The company expects 2013 industry sales in the above 16-tons between 210,000 units and 235,000 units compared with the prior guidance of 210,000 units–250,000 units. However, it reiterated Class 8 industry retail sales guidance of 210,000 vehicles–240,000 vehicles for 2013.
PACCAR continues to expand its global network of 15 strategically located parts distribution centers (PDCs). The company already opened a $30 million, 280,000-square-foot PDC in Eindhoven, the Netherlands in March. Its PDC in Lancaster, PA, doubled in size with the addition of 60,000 square feet. It will open its new Brasilian PDC in Ponta Grossa in 2013, supporting the launch of DAF trucks.
Revenues in the Financial Services segment (comprises portfolio of 153,000 trucks and trailers, with total assets of $10.7 billion) increased 12.1% to $293.1 million while pretax income rose 12.3% to $80.1 million in the first quarter of 2013. The increase in pre-tax income was attributable to growth in portfolio balances and lower borrowing costs.

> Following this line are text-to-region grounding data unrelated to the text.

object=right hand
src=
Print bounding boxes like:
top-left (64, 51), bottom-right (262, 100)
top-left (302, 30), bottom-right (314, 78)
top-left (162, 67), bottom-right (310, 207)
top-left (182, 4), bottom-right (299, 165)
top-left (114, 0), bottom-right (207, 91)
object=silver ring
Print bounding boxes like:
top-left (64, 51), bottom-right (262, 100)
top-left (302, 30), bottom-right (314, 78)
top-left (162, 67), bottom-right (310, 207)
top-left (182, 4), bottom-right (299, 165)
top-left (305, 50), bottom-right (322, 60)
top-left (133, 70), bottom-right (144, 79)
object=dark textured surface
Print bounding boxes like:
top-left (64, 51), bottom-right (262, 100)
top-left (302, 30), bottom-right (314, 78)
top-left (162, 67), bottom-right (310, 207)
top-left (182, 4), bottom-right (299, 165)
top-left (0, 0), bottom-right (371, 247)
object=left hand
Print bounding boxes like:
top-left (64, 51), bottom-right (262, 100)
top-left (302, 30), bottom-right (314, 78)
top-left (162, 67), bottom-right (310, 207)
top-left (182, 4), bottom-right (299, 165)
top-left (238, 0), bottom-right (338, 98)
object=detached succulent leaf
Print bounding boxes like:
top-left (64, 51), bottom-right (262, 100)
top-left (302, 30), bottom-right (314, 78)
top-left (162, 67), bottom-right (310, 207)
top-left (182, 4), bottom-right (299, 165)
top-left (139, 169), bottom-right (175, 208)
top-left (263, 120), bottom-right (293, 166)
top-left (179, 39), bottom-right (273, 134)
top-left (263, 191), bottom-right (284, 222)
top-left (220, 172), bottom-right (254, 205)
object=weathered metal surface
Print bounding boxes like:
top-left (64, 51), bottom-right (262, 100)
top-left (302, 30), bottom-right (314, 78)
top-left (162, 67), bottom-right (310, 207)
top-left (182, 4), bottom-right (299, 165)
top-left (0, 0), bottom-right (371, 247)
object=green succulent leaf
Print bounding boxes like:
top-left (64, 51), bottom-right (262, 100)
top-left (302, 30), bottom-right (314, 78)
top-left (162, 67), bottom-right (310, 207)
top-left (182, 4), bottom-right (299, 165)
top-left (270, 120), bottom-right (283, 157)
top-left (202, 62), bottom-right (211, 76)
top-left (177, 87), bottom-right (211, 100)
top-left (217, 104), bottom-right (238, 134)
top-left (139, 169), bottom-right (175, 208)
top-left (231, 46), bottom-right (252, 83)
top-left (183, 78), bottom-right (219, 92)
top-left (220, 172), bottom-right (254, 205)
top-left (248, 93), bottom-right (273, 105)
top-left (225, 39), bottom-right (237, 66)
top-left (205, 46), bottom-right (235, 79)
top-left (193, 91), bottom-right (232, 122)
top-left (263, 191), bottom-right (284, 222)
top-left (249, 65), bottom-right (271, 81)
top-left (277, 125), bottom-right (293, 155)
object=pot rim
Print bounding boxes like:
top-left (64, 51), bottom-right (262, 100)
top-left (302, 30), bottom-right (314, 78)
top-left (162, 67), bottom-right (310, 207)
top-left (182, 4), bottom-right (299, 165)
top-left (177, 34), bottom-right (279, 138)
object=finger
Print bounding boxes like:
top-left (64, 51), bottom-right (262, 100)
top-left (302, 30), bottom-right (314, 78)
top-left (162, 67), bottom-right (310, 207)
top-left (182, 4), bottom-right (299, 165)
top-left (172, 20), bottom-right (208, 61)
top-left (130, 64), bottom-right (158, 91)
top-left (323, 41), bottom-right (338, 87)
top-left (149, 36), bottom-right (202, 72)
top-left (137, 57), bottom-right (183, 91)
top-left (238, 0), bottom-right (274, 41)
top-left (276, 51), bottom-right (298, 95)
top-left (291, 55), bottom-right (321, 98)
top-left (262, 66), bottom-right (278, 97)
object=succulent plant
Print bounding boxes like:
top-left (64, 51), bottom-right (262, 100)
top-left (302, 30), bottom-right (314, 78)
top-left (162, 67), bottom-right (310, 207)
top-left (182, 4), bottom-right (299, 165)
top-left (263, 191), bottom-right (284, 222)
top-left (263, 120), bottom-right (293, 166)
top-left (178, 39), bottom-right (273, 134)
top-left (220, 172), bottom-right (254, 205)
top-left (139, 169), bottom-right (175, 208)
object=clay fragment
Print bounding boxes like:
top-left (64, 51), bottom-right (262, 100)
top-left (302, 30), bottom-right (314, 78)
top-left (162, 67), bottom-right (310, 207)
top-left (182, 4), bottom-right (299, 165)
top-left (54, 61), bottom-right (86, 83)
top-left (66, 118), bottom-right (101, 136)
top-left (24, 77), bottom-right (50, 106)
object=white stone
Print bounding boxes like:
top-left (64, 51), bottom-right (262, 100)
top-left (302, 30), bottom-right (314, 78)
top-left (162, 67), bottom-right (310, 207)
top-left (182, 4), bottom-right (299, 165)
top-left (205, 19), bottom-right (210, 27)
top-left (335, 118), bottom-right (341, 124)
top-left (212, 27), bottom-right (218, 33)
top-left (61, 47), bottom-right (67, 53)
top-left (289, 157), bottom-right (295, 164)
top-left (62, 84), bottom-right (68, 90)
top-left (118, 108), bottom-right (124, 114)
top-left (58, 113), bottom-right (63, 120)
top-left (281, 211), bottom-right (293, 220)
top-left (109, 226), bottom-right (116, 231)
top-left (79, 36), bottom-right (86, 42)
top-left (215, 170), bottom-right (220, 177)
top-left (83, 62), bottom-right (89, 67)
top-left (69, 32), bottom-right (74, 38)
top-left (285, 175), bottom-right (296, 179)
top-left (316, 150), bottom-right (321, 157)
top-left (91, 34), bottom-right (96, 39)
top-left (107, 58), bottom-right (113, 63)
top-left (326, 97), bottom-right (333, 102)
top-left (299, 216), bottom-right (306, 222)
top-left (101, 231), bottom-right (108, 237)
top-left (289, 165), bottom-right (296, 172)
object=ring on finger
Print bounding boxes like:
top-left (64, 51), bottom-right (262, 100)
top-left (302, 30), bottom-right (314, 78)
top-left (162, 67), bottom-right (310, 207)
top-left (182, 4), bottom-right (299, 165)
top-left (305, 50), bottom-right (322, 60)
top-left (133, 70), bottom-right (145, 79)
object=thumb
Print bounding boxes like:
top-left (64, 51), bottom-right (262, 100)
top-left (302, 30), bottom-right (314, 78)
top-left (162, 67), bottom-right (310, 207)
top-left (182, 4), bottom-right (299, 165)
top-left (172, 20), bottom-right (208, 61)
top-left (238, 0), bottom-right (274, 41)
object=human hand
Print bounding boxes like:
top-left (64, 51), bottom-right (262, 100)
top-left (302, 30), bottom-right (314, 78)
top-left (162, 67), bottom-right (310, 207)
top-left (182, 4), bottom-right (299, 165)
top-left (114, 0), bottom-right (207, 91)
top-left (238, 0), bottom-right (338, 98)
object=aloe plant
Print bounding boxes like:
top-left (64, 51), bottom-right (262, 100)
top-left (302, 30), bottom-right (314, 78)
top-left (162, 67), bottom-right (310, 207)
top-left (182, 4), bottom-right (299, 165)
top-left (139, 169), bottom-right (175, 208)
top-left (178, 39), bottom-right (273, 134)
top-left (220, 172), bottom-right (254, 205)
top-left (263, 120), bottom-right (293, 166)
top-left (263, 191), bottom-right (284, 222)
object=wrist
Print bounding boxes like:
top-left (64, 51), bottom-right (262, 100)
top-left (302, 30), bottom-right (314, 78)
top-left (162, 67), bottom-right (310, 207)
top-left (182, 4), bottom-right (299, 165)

PACCAR’s cash and marketable debt securities amounted to $2.4 billion as of Mar 31, 2013, which was flat compared with the same as of Dec 31, 2012. Long-term debt remained unchanged at $150 million as of Mar 31, 2013 compared with 2012-end.
The company’s cash from operations increased significantly to $384.0 million in the quarter from $126.3 billion in the same quarter of 2012 due to a substantial fall in wholesale receivables on new trucks. Meanwhile, capital expenditures increased to $97.1 million from $70.7 million in the first quarter of 2012. The company has targeted capital investments of $400-$500 million and R&D expenses of $250-$275 million in 2013 for new products and expansion of manufacturing capacity.
PACCAR, a Zacks Rank #3 (Hold), is the third largest manufacturer of heavy-duty trucks (with a capacity of more than 15 metric tons) in the world after Volvo (VOLVY) and Daimler (DDAIF), and has substantial manufacturing exposure to light/medium trucks (with a capacity of 6–15 metric tons). The company also provides customer support for its products with the supply of aftermarket parts, finance and leasing services.
Currently, Peugeot S.A. (PEUGY) with Zacks Rank #2 (Buy) is performing well in the industry where PACCAR operates.